The global market for smoothies is projected to hit $9 billion this year. Driven by a new health-consciousness among consumers, today’s on-the-go convenience of gulping down your vitamins and minerals is appealing to more and more of us. Expect that trend to continue.
From a niche market in America in the Nineties, the industry here at home has grown to over a $4 billion market today, which makes the United States the dominat domicile of all-things Smoothie. The sector is forecasted to grow 10%/year for the next five years, according to Research and Markets Group, an analytical business group. Food chains, service restaurants, beverage companies and consumers, not to mention the dozens of smoothie franchises, have made the fruit and/or vegetable drink as ubiquitous in America as McDonalds or Starbucks.
For many consumers worried about obesity, eating right and living longer, the convenience of gulping down your daily FDA minimum requirements of fruits and vegetables can be a strong selling point. It sure beats the pants off swigging down gallons of unhealthy soda.
Most of us consider smoothies a healthy but a sweet snack consisting of fruit and possibly yogurt or other ingredients like peanut butter or soy milk. The most convenient (and cheapest) way to make the drink is by using frozen fruit. Frozen fruit sales in the U.S. now top $1 billion/year, which is up 67% from five years ago, according to Nielsen. Sixty percent of that fruit went into making smoothies, which is up from just 21% back in 2006.
The making of smoothies goes back to the 1930’s, 40’s and 50’s with the invention and use of both blenders and refrigerators. Smoothies became associated with the health food industry in the Sixties through people like Jack Lalanne, the renowned health and fitness guru, who was one of the earliest advocates of juicing and nutrition. Today, with the trend toward organic and natural foods, smoothies have come into their own.
My own experience with smoothies is now two years old.

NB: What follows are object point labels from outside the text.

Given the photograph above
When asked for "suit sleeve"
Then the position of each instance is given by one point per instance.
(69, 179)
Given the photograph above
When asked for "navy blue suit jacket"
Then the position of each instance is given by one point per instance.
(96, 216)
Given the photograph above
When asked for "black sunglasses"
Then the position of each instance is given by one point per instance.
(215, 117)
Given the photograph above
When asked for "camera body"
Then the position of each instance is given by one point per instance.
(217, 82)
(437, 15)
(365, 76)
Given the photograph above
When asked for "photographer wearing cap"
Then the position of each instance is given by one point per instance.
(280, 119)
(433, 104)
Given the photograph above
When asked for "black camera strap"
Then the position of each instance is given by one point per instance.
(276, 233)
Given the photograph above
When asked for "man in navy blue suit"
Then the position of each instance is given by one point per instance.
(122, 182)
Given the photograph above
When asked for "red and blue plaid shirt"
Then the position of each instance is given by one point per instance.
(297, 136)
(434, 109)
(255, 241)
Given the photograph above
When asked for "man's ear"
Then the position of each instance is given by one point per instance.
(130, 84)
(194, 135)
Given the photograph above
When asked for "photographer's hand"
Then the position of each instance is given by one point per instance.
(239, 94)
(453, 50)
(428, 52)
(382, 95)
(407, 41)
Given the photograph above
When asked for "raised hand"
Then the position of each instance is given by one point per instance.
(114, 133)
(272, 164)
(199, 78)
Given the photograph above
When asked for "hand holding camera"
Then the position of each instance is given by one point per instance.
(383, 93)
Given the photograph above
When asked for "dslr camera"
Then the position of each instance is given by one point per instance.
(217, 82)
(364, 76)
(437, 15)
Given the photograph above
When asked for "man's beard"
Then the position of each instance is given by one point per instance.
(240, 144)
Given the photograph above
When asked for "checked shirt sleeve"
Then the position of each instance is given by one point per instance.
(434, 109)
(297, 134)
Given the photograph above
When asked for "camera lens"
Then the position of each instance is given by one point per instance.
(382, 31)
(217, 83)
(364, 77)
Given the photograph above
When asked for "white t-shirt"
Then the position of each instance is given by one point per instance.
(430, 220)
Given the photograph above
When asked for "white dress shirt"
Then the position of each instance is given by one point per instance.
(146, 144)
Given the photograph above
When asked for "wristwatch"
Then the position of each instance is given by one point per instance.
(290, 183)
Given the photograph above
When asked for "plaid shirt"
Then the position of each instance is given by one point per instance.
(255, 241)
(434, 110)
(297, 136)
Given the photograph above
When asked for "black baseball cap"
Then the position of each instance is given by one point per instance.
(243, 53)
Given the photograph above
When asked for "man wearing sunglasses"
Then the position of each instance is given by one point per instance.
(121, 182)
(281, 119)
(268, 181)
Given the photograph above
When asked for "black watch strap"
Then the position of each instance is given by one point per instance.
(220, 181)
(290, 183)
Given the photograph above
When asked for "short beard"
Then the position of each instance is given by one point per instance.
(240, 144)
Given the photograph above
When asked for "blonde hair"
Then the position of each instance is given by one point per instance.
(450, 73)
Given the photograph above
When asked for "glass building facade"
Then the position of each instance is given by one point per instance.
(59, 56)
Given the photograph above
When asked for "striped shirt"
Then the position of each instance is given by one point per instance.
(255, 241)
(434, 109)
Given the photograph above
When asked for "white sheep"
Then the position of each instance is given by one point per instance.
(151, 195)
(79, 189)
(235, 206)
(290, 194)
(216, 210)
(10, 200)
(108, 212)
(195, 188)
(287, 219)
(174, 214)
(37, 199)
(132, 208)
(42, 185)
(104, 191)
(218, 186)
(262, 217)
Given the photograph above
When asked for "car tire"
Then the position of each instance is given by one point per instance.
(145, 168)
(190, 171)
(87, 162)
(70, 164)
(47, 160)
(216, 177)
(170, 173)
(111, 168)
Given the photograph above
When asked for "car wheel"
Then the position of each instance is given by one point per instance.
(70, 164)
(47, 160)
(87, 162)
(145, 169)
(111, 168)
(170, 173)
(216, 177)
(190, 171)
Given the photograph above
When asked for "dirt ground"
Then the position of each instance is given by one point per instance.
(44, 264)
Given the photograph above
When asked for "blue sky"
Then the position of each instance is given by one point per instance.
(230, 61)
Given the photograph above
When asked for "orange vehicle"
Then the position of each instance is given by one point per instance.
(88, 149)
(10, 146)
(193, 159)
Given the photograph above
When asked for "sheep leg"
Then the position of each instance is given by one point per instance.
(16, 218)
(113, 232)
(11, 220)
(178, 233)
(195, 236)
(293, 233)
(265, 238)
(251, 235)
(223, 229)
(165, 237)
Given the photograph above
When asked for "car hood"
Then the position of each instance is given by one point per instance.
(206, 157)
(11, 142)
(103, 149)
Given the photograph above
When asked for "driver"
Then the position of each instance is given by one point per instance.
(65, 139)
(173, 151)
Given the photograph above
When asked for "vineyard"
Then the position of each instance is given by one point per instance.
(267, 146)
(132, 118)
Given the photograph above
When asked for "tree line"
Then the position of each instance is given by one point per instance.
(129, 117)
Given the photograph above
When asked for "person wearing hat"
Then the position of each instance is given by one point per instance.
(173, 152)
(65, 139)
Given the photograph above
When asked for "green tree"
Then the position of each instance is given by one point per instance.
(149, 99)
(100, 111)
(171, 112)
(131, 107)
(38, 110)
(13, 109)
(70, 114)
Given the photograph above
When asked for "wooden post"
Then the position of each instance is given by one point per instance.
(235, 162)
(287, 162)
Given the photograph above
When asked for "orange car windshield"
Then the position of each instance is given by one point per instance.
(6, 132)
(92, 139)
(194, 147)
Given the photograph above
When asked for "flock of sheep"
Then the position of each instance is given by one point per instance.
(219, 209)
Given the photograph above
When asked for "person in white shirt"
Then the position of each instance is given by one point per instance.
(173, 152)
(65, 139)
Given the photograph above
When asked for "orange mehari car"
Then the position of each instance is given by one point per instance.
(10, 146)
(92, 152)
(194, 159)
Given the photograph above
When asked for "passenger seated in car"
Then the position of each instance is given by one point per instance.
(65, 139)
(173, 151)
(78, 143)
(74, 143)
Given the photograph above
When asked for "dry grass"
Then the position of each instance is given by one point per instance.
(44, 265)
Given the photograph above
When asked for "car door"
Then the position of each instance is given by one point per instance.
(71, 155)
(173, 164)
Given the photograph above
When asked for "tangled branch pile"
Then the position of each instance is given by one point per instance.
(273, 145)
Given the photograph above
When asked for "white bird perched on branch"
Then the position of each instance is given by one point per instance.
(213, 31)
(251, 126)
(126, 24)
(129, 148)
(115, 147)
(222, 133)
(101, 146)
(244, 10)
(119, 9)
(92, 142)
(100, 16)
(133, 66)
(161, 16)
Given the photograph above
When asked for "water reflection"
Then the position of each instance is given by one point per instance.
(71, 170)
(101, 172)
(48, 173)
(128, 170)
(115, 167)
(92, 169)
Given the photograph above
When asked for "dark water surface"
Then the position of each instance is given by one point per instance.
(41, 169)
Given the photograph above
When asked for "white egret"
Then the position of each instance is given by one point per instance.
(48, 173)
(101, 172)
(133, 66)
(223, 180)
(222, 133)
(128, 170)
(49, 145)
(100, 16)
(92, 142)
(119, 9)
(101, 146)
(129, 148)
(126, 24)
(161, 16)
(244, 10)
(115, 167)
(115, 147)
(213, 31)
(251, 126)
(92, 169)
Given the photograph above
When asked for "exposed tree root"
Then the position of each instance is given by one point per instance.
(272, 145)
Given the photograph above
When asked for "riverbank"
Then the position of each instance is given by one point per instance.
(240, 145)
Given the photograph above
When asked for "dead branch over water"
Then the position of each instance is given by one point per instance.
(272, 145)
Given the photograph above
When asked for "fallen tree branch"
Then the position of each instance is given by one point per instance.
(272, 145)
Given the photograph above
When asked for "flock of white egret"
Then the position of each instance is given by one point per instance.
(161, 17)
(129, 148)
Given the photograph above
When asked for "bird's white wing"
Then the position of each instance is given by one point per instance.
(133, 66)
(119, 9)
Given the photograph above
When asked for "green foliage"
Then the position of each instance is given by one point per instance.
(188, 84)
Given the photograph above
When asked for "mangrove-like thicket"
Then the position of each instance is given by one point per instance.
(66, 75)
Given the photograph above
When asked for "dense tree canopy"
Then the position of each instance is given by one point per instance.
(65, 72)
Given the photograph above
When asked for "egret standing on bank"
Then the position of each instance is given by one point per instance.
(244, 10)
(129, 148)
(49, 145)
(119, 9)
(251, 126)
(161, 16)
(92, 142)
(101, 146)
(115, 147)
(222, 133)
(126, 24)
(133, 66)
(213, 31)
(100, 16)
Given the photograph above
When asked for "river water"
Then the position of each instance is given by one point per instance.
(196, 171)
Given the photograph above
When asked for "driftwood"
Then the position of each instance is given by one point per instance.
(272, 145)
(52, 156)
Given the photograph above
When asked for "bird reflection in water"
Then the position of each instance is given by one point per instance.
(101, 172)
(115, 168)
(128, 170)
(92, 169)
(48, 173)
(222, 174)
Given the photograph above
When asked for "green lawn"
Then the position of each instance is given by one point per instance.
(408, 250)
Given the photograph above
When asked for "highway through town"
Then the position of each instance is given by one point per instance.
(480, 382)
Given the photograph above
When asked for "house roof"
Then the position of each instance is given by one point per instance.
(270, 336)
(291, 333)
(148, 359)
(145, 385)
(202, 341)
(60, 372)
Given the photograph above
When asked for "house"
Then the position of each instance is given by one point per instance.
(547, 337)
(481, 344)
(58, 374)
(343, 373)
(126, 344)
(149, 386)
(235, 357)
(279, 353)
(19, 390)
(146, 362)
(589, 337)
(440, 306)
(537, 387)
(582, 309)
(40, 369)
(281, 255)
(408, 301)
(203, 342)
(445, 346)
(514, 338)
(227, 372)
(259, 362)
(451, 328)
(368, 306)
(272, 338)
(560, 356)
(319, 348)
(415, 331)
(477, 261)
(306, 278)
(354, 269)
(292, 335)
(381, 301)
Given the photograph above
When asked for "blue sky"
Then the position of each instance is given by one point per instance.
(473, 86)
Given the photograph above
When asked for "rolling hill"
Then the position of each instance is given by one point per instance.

I started with my old blender making a combination of fruit and vegetables drinks, but soon found that my tried and true blender wasn’t cutting it. In search of the same consistency and flavor as a store-bought smoothie, I moved on to a popular smoothie-maker, which cost me a bundle. Still not satisfied, I stepped up once again and bought an even more expensive brand with a powerful motor. If I am an example of a typical smoothie consumer, no wonder that blender sales in America have grown 103% since 2009.
Today my wife and I consume at least one a day, combining both fresh vegetables and fruit. I will admit that making them can be time consuming and depending upon the ingredients, expensive. As such, you can usually find me in the bruised fruit and vegetable corner of my local supermarket. I usually make enough to last us at least two days. It gets better.
My company, thanks to my constant urging, decided to buy an almost-industrial smoothie maker. I have become the official “Smoothie King” in the office. It helps that just about all of us here are health nuts, extremely busy and concerned with our weight. As such, we are typical Americans.
As more and more commercial players move into the business, competition is emulating the differentiation that has been so successful in the coffee market. Now, we are being tempted by “Super Smoothies,” made with antioxidant- rich super fruits like goji berries or super foods such as chia and flax seeds. Tropical fruit and tea-flavored concoctions are now common at most juice bars and cafes. Pre-made and bottled smoothies are also popping up at many local supermarkets.
If you haven’t dipped your taste buds into the smoothie world as of yet, I suggest you do. The health and weight benefits are substantial and they taste great to boot.